SelectFiles filters changed files by --ext, --include, and --exclude (doublestar globs). Only selected files reach the model.

3. Context assembly

AssembleContext builds the exact text the model sees — deterministic for a fixed diff set. Per file it emits the diff hunks plus a line-numbered new-content window around each change (--expand lines on each side).

When --token-budget is set and the full context exceeds it, assembly degrades down a truncation ladder, recording the level it landed on in stats.truncation_level:

Level	Contents
`full`	Diff hunks + expansion windows.
`hunks_only`	Diff hunks, no expansion windows.
`filenames_only`	Just the list of changed files.

This makes truncation visible instead of a silent miss.

4. The LLM pass

A single structured pass reviews the assembled context. The model has two read-only tools to gather more context before deciding:

file_read — read a line range of a file at the reviewed revision.
grep — search the reviewed revision for a fixed string.

The model returns JSON findings without line numbers — instead it quotes the exact source it refers to (existing_code). Severities are constrained to info|low|medium|high|critical; categories are short kebab-case tags (bug, security, performance, error-handling, concurrency, resource-leak, maintainability, …).

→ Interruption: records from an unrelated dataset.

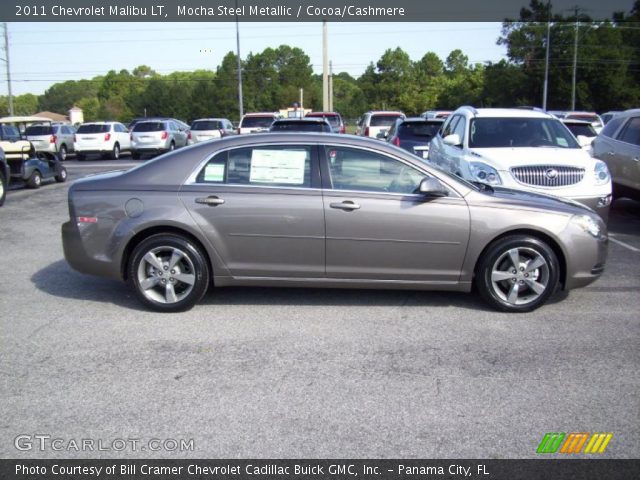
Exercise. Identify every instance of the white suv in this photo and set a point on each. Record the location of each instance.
(106, 139)
(522, 149)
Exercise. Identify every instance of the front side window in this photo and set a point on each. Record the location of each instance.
(631, 132)
(276, 166)
(353, 169)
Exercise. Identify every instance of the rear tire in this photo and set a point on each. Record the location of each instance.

5. Line-anchoring with drift-reject

This is the core trick. Any line number a model emits is discarded; the engine recomputes every finding’s line from its quoted code against the reviewed revision:

Match the quote against each hunk’s new side (context + added → new-file line numbers).
Then the old side (context + deleted → old-file numbers).
Then scan the full new-file content as a fallback.

Matching normalizes whitespace and diff markers and drops blank lines, so a quote with interior blanks still anchors. A finding whose quote no longer matches resolves to line 0 and is dropped (findings_dropped in stats). That single rule kills position drift — the classic failure of diff-only and bare-agent review where a finding points at the wrong line.

6. Dedupe and gating

Surviving findings are de-duplicated on file + line + category plus a short hash of rationale + suggested_patch, then sorted by file then line. Two genuinely distinct findings on the same line/category both survive.

Finally the gate: severities rank info(1) < low(2) < medium(3) < high(4) < critical(5). If the worst surviving severity reaches --gate, the run exits 2. An unrecognized gate fails loudly (treated as a failure) so a misconfigured run never silently passes.

Persistence

When a SQLite store is wired, each review is saved (mode, head SHA, findings, stats) and addressable by id — that id is what the MCP review_get tool fetches. The store is pure-Go (modernc.org/sqlite, no cgo). It holds review records only; credentials are never part of a record. See Credentials.